Além de sua adesão, a Vibra expressou apoio às iniciativas que busquem estabilizar o mercado nacional e evitar impactos negativos tanto para o consumidor final quanto para os setores produtivos. A empresa também está atenta às diretrizes do programa de subvenção, que foi implementado inicialmente no dia 12 de março, oferecendo R$ 0,32 por litro para aqueles que vendessem o diesel abaixo da tabela da ANP. Em resposta à pressão do mercado, o governo aumentou essa subvenção para R$ 1,20 por litro na importação de diesel, dividindo os custos com os estados e prevendo um impacto financeiro considerável.
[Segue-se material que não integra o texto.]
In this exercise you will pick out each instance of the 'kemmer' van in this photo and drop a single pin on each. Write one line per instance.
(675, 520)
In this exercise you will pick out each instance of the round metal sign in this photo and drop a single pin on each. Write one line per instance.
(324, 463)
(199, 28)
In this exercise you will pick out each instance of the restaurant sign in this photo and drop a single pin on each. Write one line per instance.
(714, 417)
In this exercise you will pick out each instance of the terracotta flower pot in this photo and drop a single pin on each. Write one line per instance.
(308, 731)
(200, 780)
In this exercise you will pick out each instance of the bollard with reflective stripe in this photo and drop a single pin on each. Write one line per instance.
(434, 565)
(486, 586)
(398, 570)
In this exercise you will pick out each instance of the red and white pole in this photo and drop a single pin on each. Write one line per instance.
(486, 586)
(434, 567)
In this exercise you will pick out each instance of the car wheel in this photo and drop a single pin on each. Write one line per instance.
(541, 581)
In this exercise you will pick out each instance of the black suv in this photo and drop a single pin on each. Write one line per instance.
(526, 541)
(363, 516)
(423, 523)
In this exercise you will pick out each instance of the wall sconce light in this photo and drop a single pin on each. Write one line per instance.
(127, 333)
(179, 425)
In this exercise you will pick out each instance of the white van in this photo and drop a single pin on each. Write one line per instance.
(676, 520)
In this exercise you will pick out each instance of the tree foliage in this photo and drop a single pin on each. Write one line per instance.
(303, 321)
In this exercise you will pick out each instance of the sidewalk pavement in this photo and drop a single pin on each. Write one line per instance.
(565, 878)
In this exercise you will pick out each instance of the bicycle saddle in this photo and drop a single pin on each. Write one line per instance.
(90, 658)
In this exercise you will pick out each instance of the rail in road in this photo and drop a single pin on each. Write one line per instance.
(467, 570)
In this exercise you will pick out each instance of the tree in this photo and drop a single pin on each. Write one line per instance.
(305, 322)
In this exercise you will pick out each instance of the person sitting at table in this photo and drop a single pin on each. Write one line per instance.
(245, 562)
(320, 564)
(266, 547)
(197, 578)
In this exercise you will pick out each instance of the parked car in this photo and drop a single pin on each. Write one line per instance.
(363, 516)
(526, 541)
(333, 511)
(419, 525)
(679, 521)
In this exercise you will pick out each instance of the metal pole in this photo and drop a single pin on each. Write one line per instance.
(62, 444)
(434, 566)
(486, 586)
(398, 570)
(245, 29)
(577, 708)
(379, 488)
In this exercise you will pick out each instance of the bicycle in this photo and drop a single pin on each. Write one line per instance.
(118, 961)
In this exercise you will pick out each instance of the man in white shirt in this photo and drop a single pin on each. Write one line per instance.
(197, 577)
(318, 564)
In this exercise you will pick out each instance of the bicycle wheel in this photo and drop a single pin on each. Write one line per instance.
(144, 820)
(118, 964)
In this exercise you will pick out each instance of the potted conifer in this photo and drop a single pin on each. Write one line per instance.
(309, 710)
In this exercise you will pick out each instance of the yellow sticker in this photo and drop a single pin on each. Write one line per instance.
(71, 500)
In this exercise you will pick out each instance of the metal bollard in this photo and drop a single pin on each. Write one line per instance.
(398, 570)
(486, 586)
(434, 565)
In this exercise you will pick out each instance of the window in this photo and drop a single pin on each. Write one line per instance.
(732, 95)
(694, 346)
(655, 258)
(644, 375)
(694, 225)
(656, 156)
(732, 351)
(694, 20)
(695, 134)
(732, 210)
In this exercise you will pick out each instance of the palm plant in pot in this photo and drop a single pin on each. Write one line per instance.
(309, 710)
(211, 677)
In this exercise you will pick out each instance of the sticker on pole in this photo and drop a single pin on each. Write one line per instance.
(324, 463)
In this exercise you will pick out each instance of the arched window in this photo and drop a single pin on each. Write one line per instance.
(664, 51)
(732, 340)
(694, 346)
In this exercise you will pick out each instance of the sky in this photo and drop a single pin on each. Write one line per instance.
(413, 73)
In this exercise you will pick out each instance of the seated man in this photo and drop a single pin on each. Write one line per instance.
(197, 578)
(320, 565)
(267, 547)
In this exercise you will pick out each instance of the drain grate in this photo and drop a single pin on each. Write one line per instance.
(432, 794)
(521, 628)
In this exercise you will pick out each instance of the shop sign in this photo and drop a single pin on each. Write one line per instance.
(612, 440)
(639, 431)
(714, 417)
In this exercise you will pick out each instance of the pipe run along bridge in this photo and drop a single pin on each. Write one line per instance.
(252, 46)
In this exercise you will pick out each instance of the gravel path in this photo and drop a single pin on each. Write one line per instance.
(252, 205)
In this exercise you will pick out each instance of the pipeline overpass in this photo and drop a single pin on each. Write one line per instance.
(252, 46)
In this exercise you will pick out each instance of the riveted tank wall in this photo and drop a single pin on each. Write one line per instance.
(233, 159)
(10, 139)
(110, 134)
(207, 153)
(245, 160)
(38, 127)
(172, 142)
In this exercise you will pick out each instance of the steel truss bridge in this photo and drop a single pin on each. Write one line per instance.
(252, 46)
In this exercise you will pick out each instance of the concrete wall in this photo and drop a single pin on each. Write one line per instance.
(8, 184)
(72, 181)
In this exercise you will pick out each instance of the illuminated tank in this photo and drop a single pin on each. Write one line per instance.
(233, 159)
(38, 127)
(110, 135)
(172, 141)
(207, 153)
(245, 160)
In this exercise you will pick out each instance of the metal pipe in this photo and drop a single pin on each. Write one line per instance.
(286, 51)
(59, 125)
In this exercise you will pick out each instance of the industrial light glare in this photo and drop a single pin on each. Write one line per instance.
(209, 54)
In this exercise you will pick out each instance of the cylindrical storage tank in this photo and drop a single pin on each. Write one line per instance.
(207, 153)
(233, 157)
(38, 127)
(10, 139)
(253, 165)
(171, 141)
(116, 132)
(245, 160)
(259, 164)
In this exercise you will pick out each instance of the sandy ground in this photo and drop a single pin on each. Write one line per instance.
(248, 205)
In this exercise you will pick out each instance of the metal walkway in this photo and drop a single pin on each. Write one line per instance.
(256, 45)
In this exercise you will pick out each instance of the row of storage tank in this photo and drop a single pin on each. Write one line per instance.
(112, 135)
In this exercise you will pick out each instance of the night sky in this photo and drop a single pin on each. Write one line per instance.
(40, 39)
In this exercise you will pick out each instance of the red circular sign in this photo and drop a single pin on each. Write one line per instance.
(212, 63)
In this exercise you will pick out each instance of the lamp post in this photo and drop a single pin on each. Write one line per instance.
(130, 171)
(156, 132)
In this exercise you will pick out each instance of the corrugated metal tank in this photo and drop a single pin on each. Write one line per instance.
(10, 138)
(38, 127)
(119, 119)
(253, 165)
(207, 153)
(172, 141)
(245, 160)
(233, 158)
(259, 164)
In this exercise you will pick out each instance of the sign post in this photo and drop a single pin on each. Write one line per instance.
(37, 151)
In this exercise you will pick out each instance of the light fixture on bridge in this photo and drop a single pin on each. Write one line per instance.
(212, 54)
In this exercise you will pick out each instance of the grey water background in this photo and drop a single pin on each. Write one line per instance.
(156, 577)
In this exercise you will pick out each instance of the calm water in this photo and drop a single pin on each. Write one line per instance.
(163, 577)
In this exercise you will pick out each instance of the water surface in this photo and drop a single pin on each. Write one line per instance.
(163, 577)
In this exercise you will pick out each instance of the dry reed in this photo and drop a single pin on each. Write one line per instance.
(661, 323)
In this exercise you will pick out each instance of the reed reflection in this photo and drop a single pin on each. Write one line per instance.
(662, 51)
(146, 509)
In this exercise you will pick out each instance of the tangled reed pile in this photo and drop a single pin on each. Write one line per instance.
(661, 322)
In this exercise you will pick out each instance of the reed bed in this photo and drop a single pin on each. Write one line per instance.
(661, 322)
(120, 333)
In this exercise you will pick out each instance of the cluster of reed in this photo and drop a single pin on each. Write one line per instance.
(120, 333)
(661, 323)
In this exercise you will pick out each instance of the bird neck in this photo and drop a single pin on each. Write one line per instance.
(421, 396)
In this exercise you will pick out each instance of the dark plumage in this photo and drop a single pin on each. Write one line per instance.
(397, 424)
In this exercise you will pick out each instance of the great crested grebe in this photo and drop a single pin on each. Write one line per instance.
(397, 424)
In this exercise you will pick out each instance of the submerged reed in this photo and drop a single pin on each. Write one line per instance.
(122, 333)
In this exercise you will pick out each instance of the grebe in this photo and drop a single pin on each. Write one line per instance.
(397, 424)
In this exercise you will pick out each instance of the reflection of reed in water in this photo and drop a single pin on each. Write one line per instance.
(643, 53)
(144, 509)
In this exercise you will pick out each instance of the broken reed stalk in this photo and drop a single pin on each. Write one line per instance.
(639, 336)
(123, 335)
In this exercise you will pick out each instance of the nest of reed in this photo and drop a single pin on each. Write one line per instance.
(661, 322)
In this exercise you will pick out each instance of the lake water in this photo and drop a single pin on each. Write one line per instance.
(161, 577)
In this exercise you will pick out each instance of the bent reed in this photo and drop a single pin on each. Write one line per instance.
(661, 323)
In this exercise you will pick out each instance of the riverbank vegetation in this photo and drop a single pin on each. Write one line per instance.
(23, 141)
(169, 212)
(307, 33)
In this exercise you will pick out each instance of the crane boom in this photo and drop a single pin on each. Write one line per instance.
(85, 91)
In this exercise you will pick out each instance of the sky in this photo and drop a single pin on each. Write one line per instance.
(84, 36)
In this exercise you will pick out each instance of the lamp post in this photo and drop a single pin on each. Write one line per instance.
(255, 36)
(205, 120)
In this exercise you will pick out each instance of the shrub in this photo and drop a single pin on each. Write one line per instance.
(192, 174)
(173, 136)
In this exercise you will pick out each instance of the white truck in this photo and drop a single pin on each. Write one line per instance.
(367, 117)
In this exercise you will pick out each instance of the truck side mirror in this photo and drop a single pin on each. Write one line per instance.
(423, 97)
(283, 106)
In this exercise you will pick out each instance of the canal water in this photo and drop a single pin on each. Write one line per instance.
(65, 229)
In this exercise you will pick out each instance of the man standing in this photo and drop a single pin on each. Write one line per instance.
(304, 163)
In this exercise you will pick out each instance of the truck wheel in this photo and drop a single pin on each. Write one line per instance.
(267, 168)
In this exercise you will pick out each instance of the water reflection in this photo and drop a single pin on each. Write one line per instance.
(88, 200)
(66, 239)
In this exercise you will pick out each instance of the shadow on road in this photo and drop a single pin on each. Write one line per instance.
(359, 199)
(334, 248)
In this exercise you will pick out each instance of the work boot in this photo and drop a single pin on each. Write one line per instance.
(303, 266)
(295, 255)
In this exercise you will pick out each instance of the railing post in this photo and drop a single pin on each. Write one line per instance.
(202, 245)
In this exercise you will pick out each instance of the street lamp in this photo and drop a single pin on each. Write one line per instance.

Com a crise gerada por tensões geopolíticas, especialmente no Oriente Médio, os preços dos combustíveis têm apresentado uma alta significativa, afetando o mercado brasileiro, onde cerca de 30% do diesel consumido é oriundo do exterior. Dados da ANP confirmam que a Vibra lidera o mercado de óleo diesel no Brasil, com uma participação de 21,24%, seguida pela Ipiranga e Raízen.
Esse contexto destacam a importância das medidas adotadas pelo governo para controlar a inflação, que também foi refletida em dados recentes do Índice Nacional de Preços ao Consumidor Amplo (IPCA), onde o aumento nos preços de combustíveis foi um dos principais responsáveis pela inflação de março. Com a crise e as altas contínuas, a adesão da Vibra ao programa de subsídio se torna cada vez mais relevante, não apenas para a empresa, mas para a economia como um todo.